However, only the intervention of civil rights leader Dr. Martin Luther King persuaded a disenchanted Nichols, who had set her career sights on Broadway, to stay with Star Trek after a first season where advert breaks largely diminished Uhura's role. "You have the first non-stereotypical role in television, in a major TV series of importance," King told Nichols.

"Dr King raised my consciousness.
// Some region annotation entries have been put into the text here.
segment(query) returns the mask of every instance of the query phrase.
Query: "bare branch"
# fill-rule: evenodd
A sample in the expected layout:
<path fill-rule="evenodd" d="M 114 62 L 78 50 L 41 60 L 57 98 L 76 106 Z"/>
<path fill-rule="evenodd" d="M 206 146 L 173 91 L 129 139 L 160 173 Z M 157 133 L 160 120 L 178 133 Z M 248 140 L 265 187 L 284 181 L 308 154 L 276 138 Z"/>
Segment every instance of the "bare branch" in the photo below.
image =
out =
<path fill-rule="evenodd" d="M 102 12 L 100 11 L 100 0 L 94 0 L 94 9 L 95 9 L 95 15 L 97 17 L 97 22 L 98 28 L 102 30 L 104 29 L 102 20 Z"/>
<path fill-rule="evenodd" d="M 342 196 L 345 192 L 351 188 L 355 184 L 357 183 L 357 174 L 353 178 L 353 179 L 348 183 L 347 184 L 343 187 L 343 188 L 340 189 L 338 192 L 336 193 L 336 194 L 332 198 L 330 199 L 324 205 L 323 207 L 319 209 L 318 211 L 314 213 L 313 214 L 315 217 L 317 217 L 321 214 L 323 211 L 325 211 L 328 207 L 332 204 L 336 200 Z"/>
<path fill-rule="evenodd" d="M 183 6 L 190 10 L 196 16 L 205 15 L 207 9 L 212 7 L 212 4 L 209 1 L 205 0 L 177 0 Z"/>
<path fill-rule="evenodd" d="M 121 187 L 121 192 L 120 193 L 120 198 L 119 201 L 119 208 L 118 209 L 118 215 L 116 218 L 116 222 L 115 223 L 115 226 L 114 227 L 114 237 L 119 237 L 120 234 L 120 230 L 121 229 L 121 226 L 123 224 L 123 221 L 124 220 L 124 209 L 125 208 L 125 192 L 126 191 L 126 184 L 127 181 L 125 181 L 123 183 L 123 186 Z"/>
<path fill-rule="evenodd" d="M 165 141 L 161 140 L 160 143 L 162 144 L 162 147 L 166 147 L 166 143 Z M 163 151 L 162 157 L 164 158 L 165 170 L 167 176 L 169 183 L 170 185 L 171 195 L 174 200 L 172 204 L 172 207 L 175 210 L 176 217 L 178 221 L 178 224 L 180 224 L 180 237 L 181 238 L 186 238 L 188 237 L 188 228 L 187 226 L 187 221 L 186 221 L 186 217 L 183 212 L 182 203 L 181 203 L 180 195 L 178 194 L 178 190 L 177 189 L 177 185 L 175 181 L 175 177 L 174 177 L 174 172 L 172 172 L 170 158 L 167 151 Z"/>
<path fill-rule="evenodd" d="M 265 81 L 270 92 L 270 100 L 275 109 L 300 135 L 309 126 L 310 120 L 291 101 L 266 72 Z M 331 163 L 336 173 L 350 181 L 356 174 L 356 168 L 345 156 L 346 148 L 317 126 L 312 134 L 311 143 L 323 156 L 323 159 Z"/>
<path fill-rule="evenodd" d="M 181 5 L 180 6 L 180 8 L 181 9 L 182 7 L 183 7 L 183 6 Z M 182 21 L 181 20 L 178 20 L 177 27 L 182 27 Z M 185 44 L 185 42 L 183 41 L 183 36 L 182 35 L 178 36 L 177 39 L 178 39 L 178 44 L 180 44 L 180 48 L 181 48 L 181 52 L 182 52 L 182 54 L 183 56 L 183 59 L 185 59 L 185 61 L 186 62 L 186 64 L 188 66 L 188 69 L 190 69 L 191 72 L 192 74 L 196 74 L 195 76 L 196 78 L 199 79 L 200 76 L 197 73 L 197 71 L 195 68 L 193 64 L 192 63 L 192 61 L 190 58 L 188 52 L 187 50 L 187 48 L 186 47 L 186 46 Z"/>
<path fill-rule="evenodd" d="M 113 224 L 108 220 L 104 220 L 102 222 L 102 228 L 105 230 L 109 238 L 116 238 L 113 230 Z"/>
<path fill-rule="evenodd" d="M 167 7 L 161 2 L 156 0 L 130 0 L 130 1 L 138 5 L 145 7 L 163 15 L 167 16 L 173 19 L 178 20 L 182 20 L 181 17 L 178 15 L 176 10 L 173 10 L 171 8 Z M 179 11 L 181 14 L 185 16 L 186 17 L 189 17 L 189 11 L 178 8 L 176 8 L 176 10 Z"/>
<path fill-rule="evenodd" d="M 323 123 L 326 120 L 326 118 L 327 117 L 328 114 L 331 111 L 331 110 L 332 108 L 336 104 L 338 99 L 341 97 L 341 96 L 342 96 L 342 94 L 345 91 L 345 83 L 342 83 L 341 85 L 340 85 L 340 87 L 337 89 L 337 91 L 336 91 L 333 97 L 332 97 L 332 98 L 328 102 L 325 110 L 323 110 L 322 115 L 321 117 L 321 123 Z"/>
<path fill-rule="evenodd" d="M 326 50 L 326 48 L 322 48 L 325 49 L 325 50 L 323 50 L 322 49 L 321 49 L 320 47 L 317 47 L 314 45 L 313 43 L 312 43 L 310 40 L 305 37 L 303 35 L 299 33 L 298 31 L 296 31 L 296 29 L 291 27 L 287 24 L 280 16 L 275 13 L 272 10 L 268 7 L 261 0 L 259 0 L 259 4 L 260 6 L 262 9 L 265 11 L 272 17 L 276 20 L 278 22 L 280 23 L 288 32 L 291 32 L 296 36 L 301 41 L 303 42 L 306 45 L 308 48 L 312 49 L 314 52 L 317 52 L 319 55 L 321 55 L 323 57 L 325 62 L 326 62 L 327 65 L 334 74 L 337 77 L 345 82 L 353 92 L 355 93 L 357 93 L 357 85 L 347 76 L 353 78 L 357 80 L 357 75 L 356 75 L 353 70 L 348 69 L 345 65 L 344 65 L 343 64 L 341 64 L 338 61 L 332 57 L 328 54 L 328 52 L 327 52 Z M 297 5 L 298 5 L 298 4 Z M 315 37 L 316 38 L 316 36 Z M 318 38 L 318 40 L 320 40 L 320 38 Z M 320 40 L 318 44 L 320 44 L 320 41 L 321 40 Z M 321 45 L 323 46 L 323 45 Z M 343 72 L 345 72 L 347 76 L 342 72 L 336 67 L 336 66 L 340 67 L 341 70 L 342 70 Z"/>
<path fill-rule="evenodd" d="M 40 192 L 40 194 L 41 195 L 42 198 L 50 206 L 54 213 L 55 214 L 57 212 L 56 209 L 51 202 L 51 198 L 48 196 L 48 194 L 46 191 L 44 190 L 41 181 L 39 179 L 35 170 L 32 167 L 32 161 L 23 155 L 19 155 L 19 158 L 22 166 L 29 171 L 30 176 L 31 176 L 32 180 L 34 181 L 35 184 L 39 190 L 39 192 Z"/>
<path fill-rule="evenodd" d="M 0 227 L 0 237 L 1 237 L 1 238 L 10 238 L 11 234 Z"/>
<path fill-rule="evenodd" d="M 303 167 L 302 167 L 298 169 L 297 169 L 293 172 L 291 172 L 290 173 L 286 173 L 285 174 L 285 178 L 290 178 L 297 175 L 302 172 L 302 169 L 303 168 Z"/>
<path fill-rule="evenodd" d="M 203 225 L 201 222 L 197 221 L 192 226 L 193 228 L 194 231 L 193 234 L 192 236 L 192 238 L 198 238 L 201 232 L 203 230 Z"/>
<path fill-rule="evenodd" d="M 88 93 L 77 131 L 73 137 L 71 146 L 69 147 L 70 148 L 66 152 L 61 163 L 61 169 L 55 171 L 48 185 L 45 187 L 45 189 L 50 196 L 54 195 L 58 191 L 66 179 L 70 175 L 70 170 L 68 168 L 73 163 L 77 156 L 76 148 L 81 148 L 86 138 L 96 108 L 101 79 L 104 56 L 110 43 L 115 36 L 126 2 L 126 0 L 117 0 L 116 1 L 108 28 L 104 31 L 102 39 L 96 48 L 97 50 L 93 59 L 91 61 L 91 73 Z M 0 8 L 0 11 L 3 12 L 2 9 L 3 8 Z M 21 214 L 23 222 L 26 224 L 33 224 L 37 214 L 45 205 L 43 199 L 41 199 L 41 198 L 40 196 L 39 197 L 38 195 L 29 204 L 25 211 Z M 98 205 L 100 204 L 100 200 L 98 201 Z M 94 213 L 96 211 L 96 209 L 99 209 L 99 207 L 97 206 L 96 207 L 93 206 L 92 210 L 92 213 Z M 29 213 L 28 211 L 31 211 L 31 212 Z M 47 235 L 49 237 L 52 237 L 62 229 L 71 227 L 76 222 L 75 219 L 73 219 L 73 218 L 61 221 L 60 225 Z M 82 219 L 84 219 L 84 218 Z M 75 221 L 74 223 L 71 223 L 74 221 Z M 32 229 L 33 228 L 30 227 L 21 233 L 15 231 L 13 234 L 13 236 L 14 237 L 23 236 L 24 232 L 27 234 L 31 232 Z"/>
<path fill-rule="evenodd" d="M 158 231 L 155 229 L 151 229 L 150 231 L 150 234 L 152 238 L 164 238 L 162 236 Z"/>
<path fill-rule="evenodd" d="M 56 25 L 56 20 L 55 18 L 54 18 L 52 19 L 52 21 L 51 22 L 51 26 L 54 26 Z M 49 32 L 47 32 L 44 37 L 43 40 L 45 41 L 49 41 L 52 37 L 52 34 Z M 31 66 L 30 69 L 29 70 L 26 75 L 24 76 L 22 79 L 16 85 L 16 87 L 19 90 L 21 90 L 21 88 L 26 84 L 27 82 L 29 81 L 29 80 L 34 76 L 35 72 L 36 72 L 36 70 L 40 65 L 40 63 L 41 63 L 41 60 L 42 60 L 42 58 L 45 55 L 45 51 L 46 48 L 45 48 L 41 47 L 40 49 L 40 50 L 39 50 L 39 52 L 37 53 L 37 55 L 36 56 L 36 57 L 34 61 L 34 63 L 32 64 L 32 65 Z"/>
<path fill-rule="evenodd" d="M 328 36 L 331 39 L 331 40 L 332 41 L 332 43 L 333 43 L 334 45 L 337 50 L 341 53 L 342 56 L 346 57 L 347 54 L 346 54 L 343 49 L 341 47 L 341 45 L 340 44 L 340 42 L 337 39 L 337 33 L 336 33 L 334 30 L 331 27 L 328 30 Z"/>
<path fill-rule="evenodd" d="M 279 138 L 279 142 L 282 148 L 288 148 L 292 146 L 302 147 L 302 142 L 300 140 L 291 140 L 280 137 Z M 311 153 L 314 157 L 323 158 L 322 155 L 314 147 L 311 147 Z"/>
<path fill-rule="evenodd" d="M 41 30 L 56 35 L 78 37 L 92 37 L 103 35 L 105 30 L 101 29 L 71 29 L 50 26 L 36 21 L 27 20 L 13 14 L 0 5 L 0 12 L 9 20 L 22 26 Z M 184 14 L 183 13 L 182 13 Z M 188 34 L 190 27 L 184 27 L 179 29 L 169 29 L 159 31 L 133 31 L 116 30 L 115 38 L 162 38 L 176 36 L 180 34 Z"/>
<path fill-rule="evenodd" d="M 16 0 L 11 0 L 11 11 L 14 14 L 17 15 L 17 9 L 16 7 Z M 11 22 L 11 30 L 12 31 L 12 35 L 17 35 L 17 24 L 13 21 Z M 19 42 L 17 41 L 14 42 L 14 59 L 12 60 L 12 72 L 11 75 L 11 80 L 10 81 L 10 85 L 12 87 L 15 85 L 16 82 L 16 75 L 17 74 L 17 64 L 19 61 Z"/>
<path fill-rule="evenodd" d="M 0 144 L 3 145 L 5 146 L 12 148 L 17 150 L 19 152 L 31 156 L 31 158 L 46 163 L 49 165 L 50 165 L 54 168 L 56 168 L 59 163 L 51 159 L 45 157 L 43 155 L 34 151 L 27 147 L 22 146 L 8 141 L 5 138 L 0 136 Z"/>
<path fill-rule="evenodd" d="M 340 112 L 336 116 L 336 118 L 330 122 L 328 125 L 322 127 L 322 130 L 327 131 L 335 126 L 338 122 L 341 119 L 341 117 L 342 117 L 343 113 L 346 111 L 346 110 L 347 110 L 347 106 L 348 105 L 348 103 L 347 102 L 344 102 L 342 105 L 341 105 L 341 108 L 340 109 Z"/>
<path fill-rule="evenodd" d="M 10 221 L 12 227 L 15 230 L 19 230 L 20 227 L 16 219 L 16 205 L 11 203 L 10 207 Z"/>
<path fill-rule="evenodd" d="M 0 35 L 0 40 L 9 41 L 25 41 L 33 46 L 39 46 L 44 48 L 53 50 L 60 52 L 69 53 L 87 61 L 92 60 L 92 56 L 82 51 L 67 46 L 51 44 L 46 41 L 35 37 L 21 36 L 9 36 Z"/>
I realised that what I do has an impact on other people's lives," said Nichols in an interview I conducted with the star (below) at her Californian home in 1992. "Every drop in an ocean has a ripple effect. I'm proud people saw me in the 23rd Century and that this changed their lives. 

"One young woman, who was a child then, wanted to be Uhura's daughter. The young woman turned on the TV one day, looked at me, and said,'My God, we are there! We're in the 23rd Century. I can be anything I want to be.' And she did; she became a superstar. Her name is Whoopi Goldberg." (below)

NASA (the National Aeronautics and Space Administration) employed Nichols to recruit astronaut candidates during the 1970s and 1980s. One young student, so inspired by Nichols but too young to apply, directed her studies towards qualifying for NASA's astronaut training programme. Nichols recalled: "She believed me when I said 'you can do it, you can fly, you can go into space and be anything you want to be'. Her name is Mae Jemison."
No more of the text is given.